Number 10 is especially important. You need to come prepared with at least one question to ask the interviewer. Research on the company comes in handy for this part- for example if a company works in textiles you could ask how they have incorporated sustainability in their manufacturing. By asking a really good and thoughtful question it makes you look genuinely interested in the job. I wish I had known that myself for my first couple interviews.
First impressions are important. One of the reasons I landed my most recent job is the handshake – the owner of the company told me it’s good to know that someone isn’t giving you the ‘dead-fish’ or ‘iron grip.’ Make sure to practice your handshake to get it just right.
Dress the part
I’ve been to countless interviews. When I was 15 I had an interview for a clothing company – when you’re 15 you don’t know too much about job interviews and I went wearing a sweater and jeans. Don’t be me.
Last year I experienced a group interview and a girl there was wearing leggings and a lace t-shirt. Spoiler alert: she didn’t get the job. But I did, I was wearing black dress pants, a white blouse and black blazer. Don’t feel bad about being over-dressed (unless you’re wearing a ball-gown) because it shows that you want to present yourself nicely.
Tattoos, Body Piercings, Hair Colour
This is a tricky debate but if you have tattoos you should over them. I have a tattoo on my forearm and have made sure to keep it concealed for every interview. This was a good decision because even though employers are not allowed to discriminate, if they haven’t hired you they might decide not to because of the first impression.
I was speaking to an employer last year and after working for him for a few months I finally told him about my forearm tattoo. He asked me when I was going to get it removed and that I should keep it covered because it’s unprofessional. He wasn’t being rude – I understand where he comes from because it’s a completely different generation. That’s why it’s good to do research and know who you’re working for.
Similarly, I used to have hot-pink hair – in the Interior Design field it’s rather unheard of to see someone with unnatural hair colours. Don’t get me wrong, I love it. However it doesn’t look professional.
Leave on a good note
Okay, so you’ve completed your interview. You practiced, you dressed the part and now you’re done. So what’s next? Send a thank you note! If you want the job, you should always make sure to thank the employer for taking time out of their day to interview you.

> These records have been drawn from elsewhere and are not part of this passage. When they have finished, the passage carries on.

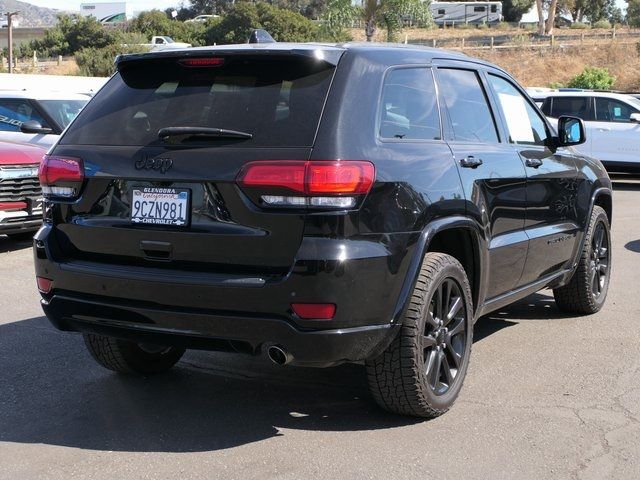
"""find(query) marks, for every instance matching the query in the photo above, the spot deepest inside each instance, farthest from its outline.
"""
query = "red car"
(20, 194)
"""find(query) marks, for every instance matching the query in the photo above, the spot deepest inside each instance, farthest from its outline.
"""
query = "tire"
(123, 356)
(587, 290)
(403, 378)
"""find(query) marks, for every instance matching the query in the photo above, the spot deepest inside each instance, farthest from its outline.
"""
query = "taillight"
(44, 284)
(61, 177)
(314, 311)
(321, 184)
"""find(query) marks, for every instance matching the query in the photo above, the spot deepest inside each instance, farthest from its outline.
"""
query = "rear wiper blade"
(184, 133)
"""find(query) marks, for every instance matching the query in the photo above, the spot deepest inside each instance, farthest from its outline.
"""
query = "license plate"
(160, 206)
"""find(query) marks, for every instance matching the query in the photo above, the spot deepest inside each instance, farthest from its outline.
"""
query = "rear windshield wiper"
(180, 134)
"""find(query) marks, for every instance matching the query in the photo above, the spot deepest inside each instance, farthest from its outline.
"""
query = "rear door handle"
(470, 162)
(533, 162)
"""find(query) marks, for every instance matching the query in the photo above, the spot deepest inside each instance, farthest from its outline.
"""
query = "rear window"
(278, 100)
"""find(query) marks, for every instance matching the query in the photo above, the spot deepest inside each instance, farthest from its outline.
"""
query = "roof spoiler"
(260, 36)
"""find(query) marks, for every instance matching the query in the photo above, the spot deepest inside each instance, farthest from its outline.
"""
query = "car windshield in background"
(276, 100)
(63, 111)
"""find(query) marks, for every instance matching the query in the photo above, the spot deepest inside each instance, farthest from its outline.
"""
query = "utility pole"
(10, 16)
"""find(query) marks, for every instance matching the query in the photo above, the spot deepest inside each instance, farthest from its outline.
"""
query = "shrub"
(579, 26)
(602, 24)
(593, 78)
(99, 62)
(283, 25)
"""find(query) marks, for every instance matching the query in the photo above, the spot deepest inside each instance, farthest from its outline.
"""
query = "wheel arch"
(458, 236)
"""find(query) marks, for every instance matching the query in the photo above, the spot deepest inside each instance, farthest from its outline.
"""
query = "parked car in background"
(37, 117)
(612, 121)
(20, 193)
(320, 204)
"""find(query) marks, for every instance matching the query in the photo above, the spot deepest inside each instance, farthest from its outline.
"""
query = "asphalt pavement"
(546, 396)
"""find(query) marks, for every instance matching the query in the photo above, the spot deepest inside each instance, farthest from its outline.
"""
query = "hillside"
(30, 15)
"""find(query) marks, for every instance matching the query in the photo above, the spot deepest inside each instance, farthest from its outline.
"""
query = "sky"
(137, 5)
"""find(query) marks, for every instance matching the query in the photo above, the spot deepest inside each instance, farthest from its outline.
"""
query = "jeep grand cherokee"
(322, 204)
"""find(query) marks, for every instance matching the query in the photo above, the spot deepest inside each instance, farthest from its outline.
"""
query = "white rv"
(107, 12)
(451, 13)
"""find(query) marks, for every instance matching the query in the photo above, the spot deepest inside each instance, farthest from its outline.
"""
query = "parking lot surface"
(546, 396)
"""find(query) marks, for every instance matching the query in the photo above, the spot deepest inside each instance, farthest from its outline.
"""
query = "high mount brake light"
(313, 183)
(61, 177)
(202, 62)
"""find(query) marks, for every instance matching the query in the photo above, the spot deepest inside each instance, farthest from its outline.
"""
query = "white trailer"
(451, 13)
(107, 12)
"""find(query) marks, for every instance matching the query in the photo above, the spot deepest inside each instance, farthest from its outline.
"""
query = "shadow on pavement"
(633, 246)
(52, 392)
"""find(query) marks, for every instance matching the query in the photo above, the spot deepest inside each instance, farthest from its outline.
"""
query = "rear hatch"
(162, 145)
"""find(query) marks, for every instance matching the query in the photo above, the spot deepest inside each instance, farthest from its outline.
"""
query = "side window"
(409, 109)
(525, 125)
(573, 106)
(467, 106)
(14, 112)
(611, 110)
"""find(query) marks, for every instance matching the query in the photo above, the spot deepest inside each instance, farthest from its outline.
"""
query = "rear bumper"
(18, 221)
(209, 311)
(202, 330)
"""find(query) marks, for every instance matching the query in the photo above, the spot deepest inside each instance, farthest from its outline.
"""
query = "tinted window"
(610, 110)
(409, 108)
(15, 111)
(62, 111)
(573, 106)
(277, 100)
(524, 124)
(467, 106)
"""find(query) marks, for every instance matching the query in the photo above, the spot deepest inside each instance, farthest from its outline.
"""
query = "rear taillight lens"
(61, 177)
(320, 184)
(44, 284)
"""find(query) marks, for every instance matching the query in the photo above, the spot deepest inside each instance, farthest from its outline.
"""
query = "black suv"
(321, 204)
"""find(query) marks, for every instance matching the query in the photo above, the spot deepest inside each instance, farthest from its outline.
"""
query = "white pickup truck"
(612, 123)
(162, 42)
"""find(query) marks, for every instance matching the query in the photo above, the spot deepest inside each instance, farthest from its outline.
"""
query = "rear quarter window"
(278, 100)
(409, 109)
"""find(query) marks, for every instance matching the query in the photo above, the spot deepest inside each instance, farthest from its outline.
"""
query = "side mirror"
(33, 126)
(570, 131)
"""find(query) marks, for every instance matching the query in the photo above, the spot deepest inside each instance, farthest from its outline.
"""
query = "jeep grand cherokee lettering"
(338, 204)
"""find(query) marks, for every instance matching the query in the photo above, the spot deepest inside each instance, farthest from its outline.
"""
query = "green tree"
(512, 10)
(633, 13)
(283, 25)
(70, 34)
(593, 78)
(99, 62)
(338, 15)
(389, 13)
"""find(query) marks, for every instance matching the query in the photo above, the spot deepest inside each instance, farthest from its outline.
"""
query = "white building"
(107, 12)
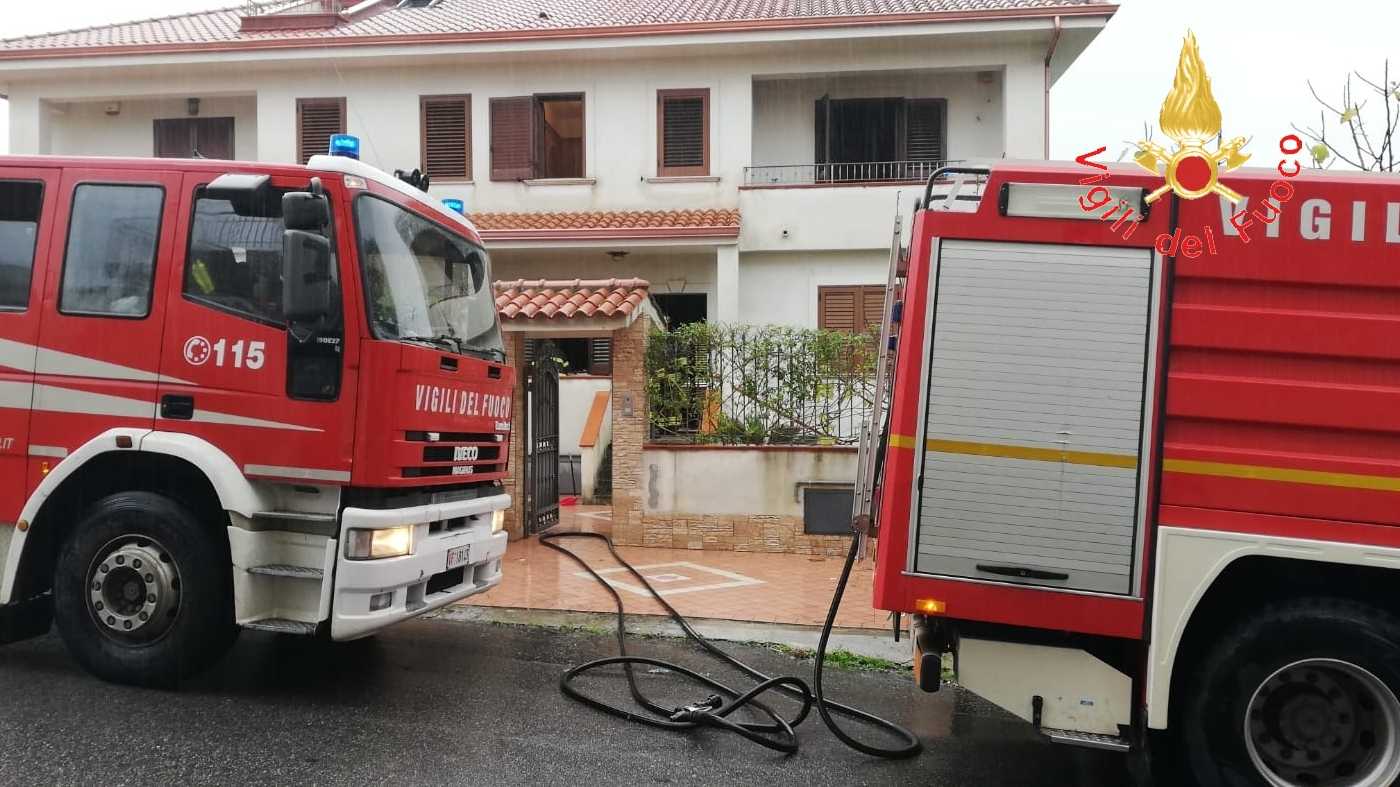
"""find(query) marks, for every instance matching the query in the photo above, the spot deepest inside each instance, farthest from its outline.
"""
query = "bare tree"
(1368, 135)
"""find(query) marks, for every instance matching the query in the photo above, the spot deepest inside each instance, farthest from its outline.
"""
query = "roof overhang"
(363, 44)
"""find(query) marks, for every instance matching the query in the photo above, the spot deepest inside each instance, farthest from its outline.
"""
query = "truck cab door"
(104, 308)
(242, 381)
(27, 200)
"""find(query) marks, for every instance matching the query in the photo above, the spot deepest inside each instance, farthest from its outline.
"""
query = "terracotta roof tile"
(608, 220)
(546, 298)
(466, 17)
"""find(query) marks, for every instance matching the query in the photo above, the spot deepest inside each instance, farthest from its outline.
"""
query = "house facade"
(732, 161)
(745, 158)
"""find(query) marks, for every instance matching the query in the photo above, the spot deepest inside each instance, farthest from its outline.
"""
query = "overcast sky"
(1257, 52)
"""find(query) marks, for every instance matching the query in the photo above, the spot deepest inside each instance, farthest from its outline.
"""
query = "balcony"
(258, 16)
(842, 174)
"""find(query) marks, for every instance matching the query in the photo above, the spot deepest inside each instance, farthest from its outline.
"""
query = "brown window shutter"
(599, 356)
(872, 307)
(317, 121)
(836, 307)
(513, 137)
(924, 135)
(447, 136)
(683, 132)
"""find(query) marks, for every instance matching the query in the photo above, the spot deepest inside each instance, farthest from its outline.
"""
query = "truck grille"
(448, 471)
(451, 454)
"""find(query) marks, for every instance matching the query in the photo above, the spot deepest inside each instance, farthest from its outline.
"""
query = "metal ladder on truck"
(874, 430)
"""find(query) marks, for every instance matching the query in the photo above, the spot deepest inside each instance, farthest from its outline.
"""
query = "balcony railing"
(284, 7)
(840, 172)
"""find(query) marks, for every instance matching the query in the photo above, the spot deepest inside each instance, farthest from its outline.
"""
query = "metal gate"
(542, 439)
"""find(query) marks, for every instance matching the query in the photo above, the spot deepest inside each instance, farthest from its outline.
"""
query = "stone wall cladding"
(735, 532)
(629, 430)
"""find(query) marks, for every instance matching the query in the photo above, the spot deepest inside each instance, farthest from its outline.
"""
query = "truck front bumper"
(373, 594)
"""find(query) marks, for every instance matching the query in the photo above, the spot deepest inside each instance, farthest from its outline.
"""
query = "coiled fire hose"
(717, 709)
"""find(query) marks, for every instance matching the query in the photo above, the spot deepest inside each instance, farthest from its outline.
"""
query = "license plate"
(458, 556)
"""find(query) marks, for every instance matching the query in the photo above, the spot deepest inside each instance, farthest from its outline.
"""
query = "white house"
(744, 157)
(741, 156)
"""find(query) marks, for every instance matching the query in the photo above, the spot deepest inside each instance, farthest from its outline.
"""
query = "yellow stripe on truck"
(1290, 475)
(1018, 453)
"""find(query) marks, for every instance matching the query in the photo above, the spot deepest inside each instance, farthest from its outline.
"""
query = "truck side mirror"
(308, 283)
(305, 210)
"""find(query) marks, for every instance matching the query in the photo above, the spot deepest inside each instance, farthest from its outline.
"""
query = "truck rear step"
(284, 570)
(282, 626)
(1087, 740)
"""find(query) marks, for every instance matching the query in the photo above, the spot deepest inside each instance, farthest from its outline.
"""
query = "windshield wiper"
(458, 346)
(440, 340)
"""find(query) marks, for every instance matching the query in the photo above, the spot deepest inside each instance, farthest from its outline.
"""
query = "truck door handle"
(177, 406)
(1022, 572)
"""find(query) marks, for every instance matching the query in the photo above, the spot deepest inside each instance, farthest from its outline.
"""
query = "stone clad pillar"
(630, 430)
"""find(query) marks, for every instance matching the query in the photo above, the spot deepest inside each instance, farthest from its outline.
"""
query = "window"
(681, 308)
(20, 206)
(318, 119)
(682, 132)
(424, 283)
(867, 130)
(850, 308)
(234, 259)
(538, 136)
(195, 137)
(447, 136)
(109, 265)
(578, 356)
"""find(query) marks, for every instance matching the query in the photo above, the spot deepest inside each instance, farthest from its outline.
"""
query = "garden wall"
(734, 497)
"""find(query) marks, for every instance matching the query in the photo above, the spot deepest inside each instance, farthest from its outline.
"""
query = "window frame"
(858, 307)
(536, 137)
(423, 136)
(703, 170)
(319, 101)
(156, 249)
(34, 252)
(538, 156)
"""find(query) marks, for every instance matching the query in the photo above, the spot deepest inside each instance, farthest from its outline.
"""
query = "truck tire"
(143, 591)
(1302, 693)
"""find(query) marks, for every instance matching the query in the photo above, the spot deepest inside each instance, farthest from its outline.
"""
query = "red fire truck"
(240, 395)
(1147, 489)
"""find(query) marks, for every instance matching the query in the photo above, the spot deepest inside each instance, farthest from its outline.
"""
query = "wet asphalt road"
(458, 703)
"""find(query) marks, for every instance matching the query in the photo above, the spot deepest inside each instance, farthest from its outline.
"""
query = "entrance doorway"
(542, 440)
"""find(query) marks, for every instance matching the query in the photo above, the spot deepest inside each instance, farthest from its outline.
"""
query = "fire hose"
(718, 707)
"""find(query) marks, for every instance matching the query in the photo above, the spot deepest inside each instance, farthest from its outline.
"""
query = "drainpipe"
(1054, 41)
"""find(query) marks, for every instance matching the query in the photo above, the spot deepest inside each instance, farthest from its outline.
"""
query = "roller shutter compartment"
(1033, 415)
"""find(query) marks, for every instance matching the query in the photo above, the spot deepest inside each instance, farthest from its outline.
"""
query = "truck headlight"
(388, 542)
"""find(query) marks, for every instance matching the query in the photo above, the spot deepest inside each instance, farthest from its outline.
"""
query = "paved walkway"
(731, 586)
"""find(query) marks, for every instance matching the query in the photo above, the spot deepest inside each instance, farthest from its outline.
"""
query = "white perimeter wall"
(738, 481)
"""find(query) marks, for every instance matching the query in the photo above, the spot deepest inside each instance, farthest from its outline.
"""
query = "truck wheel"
(143, 591)
(1305, 695)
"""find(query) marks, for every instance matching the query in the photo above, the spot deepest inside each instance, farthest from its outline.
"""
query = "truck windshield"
(424, 283)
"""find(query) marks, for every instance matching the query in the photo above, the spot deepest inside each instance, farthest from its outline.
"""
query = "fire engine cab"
(1148, 490)
(240, 395)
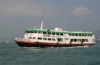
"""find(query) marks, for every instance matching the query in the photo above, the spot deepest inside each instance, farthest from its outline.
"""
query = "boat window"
(91, 34)
(34, 37)
(61, 34)
(53, 39)
(66, 38)
(86, 40)
(49, 38)
(44, 32)
(79, 34)
(85, 34)
(39, 32)
(49, 32)
(30, 37)
(31, 31)
(69, 34)
(39, 38)
(88, 34)
(83, 40)
(35, 31)
(73, 35)
(82, 34)
(53, 33)
(72, 40)
(76, 34)
(60, 39)
(44, 38)
(75, 40)
(57, 33)
(27, 31)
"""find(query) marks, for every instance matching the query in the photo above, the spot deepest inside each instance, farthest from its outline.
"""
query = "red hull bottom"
(41, 44)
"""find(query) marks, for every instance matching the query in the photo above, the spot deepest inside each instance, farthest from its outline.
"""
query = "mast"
(41, 26)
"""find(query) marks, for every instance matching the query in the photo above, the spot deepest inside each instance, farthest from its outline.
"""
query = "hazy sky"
(72, 15)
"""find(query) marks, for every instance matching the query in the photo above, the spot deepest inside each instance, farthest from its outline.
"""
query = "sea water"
(11, 54)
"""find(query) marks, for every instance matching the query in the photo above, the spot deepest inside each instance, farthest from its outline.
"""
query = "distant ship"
(55, 38)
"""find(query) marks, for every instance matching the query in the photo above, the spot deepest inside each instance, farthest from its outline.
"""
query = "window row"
(39, 38)
(80, 34)
(79, 40)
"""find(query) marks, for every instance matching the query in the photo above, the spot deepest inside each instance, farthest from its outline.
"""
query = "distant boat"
(7, 41)
(55, 38)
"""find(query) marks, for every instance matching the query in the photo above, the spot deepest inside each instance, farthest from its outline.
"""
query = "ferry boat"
(55, 38)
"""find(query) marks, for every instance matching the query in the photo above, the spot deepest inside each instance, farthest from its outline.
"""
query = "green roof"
(43, 30)
(53, 31)
(80, 32)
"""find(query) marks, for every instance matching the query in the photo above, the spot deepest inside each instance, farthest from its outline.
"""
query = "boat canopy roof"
(53, 31)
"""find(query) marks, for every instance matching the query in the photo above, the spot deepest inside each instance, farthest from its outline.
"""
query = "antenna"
(41, 26)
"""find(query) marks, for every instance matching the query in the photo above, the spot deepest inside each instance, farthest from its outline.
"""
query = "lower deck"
(46, 44)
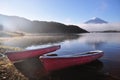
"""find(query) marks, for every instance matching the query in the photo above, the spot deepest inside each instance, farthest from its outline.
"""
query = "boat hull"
(16, 56)
(51, 64)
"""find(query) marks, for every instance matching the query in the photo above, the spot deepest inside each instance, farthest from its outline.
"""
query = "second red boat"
(16, 56)
(53, 62)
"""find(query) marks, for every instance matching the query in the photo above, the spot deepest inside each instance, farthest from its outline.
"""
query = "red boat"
(53, 62)
(16, 56)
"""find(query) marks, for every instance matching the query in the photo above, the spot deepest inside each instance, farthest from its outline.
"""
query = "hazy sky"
(66, 11)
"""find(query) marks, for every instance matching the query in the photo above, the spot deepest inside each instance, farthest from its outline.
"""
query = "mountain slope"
(14, 23)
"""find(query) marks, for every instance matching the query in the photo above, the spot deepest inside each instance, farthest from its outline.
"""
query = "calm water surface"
(108, 65)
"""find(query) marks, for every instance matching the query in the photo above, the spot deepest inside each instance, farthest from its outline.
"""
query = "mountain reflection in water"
(72, 44)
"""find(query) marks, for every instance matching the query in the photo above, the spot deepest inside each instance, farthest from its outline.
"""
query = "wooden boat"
(16, 56)
(53, 62)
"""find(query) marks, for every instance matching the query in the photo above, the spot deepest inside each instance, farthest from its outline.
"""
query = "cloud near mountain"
(101, 27)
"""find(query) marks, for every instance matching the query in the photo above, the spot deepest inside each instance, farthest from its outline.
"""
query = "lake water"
(107, 66)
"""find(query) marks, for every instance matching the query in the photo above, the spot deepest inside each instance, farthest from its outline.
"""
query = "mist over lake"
(73, 44)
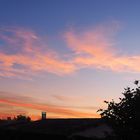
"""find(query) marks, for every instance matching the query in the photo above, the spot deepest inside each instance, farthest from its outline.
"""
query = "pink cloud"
(95, 49)
(24, 54)
(26, 51)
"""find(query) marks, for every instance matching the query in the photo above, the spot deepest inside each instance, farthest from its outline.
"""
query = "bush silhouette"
(124, 116)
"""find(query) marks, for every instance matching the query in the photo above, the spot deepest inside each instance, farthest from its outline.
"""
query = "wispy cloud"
(96, 49)
(62, 111)
(24, 54)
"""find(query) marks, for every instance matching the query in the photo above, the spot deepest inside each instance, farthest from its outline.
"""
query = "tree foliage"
(124, 116)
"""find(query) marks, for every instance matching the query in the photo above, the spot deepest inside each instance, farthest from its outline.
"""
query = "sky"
(66, 57)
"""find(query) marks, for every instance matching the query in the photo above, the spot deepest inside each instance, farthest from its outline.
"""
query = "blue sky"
(66, 56)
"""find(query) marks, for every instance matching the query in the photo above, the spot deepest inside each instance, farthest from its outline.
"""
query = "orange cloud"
(24, 54)
(60, 111)
(95, 49)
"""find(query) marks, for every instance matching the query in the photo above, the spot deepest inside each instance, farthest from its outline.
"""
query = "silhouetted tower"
(43, 115)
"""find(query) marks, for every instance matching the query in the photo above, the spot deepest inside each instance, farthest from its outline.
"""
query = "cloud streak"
(24, 54)
(61, 111)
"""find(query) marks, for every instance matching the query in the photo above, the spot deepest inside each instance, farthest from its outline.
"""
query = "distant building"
(43, 115)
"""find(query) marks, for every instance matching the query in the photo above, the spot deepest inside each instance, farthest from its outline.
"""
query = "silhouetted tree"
(22, 118)
(124, 116)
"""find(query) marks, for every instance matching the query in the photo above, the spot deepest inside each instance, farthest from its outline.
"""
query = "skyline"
(66, 57)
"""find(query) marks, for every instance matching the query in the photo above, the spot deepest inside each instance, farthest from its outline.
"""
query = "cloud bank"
(24, 54)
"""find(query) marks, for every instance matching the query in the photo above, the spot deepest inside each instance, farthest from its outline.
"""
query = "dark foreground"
(63, 129)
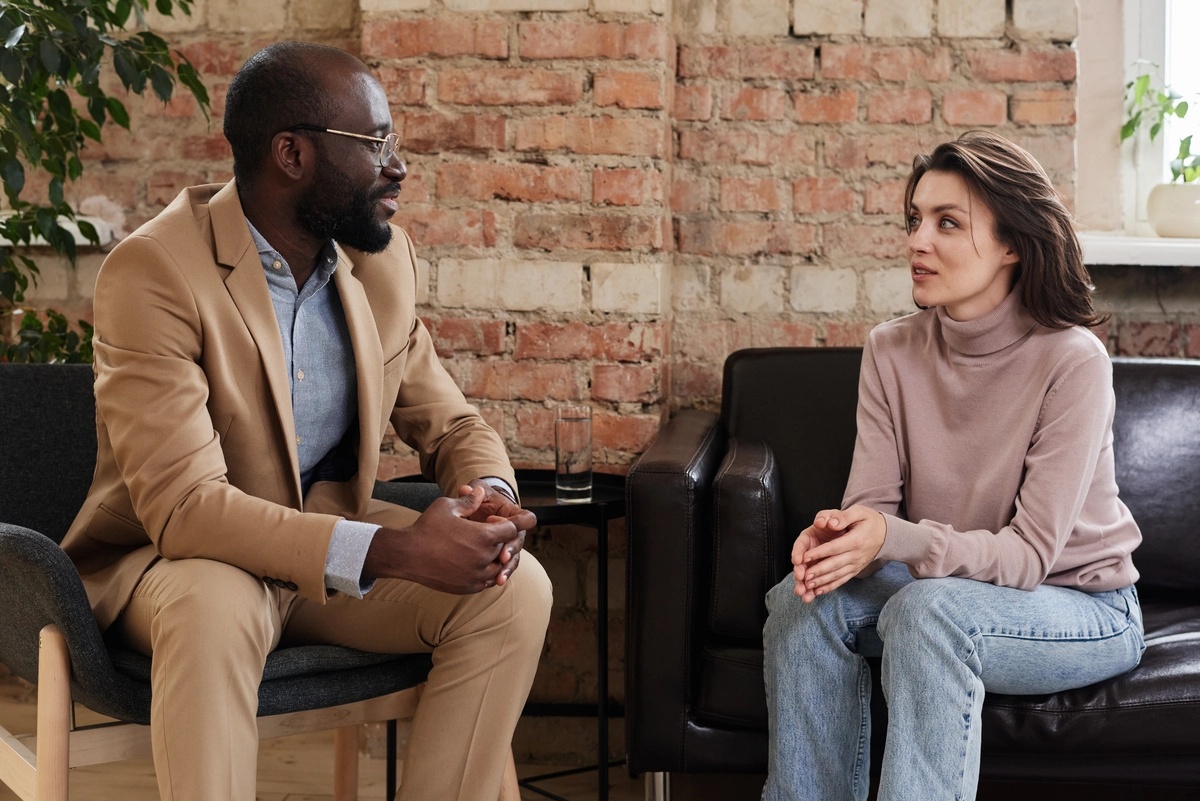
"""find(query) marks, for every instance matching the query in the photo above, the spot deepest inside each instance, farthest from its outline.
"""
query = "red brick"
(593, 136)
(462, 335)
(503, 380)
(871, 241)
(892, 64)
(690, 193)
(1149, 339)
(627, 187)
(443, 36)
(628, 89)
(750, 194)
(591, 232)
(838, 106)
(756, 104)
(846, 335)
(909, 106)
(508, 181)
(709, 62)
(1023, 66)
(456, 227)
(627, 383)
(696, 380)
(747, 148)
(478, 86)
(694, 102)
(624, 432)
(887, 149)
(717, 236)
(822, 196)
(162, 186)
(628, 342)
(430, 133)
(1044, 107)
(885, 197)
(646, 41)
(403, 86)
(535, 427)
(983, 107)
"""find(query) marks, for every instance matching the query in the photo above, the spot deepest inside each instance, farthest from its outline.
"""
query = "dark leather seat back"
(1157, 450)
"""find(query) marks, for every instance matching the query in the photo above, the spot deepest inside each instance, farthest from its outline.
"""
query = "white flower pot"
(1174, 209)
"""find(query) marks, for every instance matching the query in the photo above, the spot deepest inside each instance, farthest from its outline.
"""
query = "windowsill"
(1116, 248)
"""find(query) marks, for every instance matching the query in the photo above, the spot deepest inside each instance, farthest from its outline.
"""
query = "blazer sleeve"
(151, 395)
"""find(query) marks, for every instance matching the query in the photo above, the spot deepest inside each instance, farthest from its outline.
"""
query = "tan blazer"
(197, 446)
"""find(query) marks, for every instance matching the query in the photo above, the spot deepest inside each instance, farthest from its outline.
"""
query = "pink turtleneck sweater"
(988, 446)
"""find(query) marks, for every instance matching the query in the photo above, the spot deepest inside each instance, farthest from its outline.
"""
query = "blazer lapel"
(246, 284)
(369, 366)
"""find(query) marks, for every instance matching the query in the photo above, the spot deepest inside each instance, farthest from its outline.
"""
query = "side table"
(607, 504)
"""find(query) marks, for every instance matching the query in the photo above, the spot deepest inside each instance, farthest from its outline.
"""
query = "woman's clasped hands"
(838, 546)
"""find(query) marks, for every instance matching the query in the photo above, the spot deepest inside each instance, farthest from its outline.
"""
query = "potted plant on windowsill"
(1173, 209)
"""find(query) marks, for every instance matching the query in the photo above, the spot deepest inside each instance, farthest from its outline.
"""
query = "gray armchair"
(49, 637)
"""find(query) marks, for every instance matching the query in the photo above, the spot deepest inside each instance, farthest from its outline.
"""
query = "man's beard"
(333, 208)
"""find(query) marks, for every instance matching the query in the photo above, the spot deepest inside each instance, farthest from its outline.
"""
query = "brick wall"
(610, 196)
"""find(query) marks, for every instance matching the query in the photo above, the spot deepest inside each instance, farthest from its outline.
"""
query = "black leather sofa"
(717, 500)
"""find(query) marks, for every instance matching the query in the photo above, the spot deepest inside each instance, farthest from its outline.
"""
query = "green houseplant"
(52, 101)
(1171, 208)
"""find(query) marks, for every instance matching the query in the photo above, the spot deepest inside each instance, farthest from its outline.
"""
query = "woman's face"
(954, 257)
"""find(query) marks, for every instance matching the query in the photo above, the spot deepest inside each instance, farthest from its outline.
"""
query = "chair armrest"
(669, 523)
(748, 529)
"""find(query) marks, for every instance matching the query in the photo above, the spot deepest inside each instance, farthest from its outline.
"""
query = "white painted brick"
(759, 17)
(753, 288)
(630, 6)
(241, 16)
(511, 284)
(175, 23)
(53, 281)
(689, 287)
(822, 17)
(395, 5)
(889, 290)
(1045, 19)
(631, 288)
(820, 289)
(516, 5)
(696, 16)
(324, 13)
(892, 18)
(971, 18)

Whether you choose to send an email or card is up to you. For my last interview I decided to send them a hand written card because I felt it would look more sincere. Although I have written emails as well. It depends on how quickly you want to respond (mail can take up to a week, email is instant.)
Get the job!
Hopefully this overview has been useful. If I could go back to my fourteen year-old self I wish I had this information. A lot of life is trial and error and it really depends on your qualifications and what you have to offer. As long as you present yourself well and look professional you should find a job in no time. Never forget that connections are especially important as well – if you know a friend or family member in the industry that you want to work for, don’t feel bad about asking them for job opportunities. They might know someone who knows someone!